Popolare di Bari, resta il nodo governance. È caccia al partner

Banca Popolare di Bari

Articolo de Il Sole 24 OreLink

«Ci sono le condizioni per ripartire». Il giorno dopo l’approvazione del bilancio 2018 che ha ridotto il patrimonio netto della banca del 54% rispetto all’anno precedente, passando da 1.073 milioni a 493, la popolare di Bari – come assicura il suo presidente, Marco Jacobini – può farcela. A condizione – spiega Jacobini che, almeno per ora, rimane alla guida della banca fondata dal padre nel 1960 – che «rimaniamo coesi e forti per ottenere tutto quello che è possibile per continuare ad andare avanti». Approvando il bilancio i soci – in tutto 5.000 tra presenti (2.000) e deleghe, quasi 30 i voti contrari – hanno messo un punto fermo. Resta da capire ora, e fino in fondo, l’assetto di vertice, come ripatrimonializzare la banca dopo le perdite 2018 per 420,2 milioni, come affrontare il “futuro prossimo” – slogan dell’assemblea- con il piano industriale 2019/2023 approvato il 30 gennaio dal cda, come avviare il percorso delle aggregazioni possibili, cioè come inserirsi o no nel risiko bancario del centro sud.

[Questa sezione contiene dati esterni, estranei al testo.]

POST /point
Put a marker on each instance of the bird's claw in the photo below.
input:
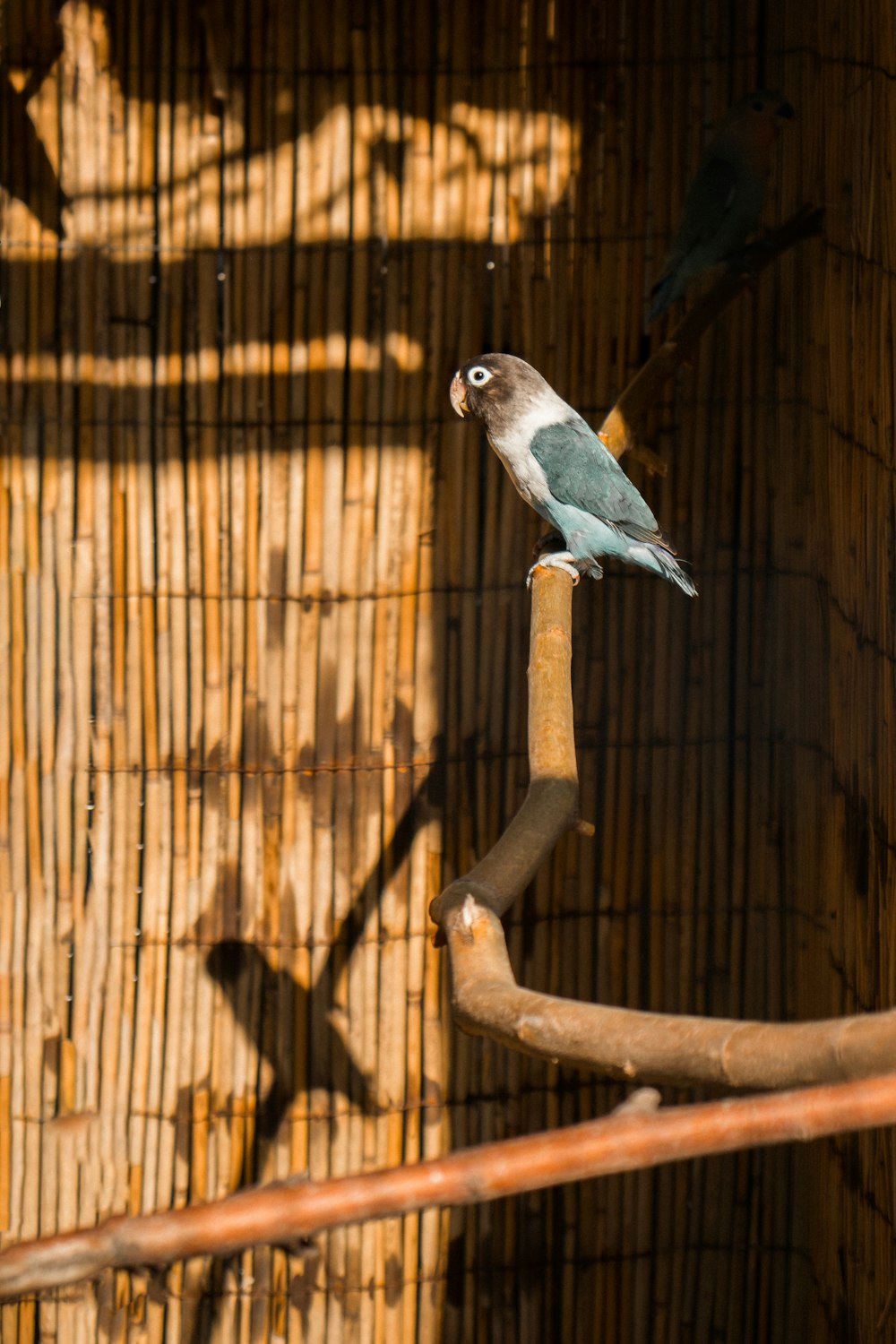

A fine assemblea Jacobini ha fatto esercizio di equilibrismo: si dimetterà ma non subito, non al primo cda, ma entro 10 giorni. Verificati i nuovi equilibri in cda, rinnovato domenica per 6 consiglieri (3 dei quali uscenti e riconfermati)su 11, Jacobini tratterà i termini del disimpegno e della discontinuità gestionale di una banca che ha fatto crescere, in maniera vertiginosa, con poco meno di 30 acquisizioni, fino a diventare una delle 10 maggiori popolari italiane, con 291 filiali sparse in 13 regioni, 3.300 dipendenti, raccolta totale a 12,96 miliardi e impieghi a 7,08 (dati 2018). Insieme alla governance occorre definire la ricostituzione del capitale sociale dopo le perdite 2018 che hanno fatto scendere il Cet 1 Capital Ratio al 7,65% (11,21% nel 2017) ed il Total Capital Ratio al 10,14% (13,99% nel 2017).

I soci hanno detto sì al piano di conservazione del capitale che dovrebbe muoversi su due fronti:cartolarizzazione tranched covereddi Npl per quasi 400 milioni di euro e cessione della partecipazione di controllo (73,57%) di CariOrvieto, iscritta a bilancio per 55,5 milioni. Per renderlo operativo serve il via libera di Bankitalia che in queste settimane ha in corso una ispezione. Bisognerà attendere dunque, al pari dell’altra mossa decisa per fare cassa, ovvero la cessione della partecipazione in CariOrvieto – 50 sportelli in Umbria, Lazio e Toscana, attivi per 1,4 miliardi – acquisita nel 2009. C’è una offerta vincolante presentata da SRI Global a giugno scorso e quindi bisognerà verificarne gli sviluppi. Il futuro, come scritto nel piano industriale, si chiama trasformazione societaria, ovvero sdoppiamento con una banca di comunità, cioè la cooperativa che rimane, e Banca spa allargata ai soci della stessa cooperativa, con ingresso in borsa, così da rendere anche più facile la liquidità del titolo, oggi schiacciato al mercatino Hi-Mif a 2,30 euro, quotazione che potrebbe ritornare accettabile solo con la trasformazione in spa.

Il futuro si chiama anche, e soprattutto, aggregazione, con la ricerca, come si legge nel piano industriale 2019/2023, di «un player di dimensioni idonee sino a raggiungere una dimensione soglia adeguata alla missione industriale perseguita». Ovviamente con altre popolari del centro sud ed entro dicembre 2020 se si vuole beneficiare del credito di imposta, per 500 milioni, previsto dal Decreto Crescita. Tutta materia per il nuovo cda, con o senza Jacobini.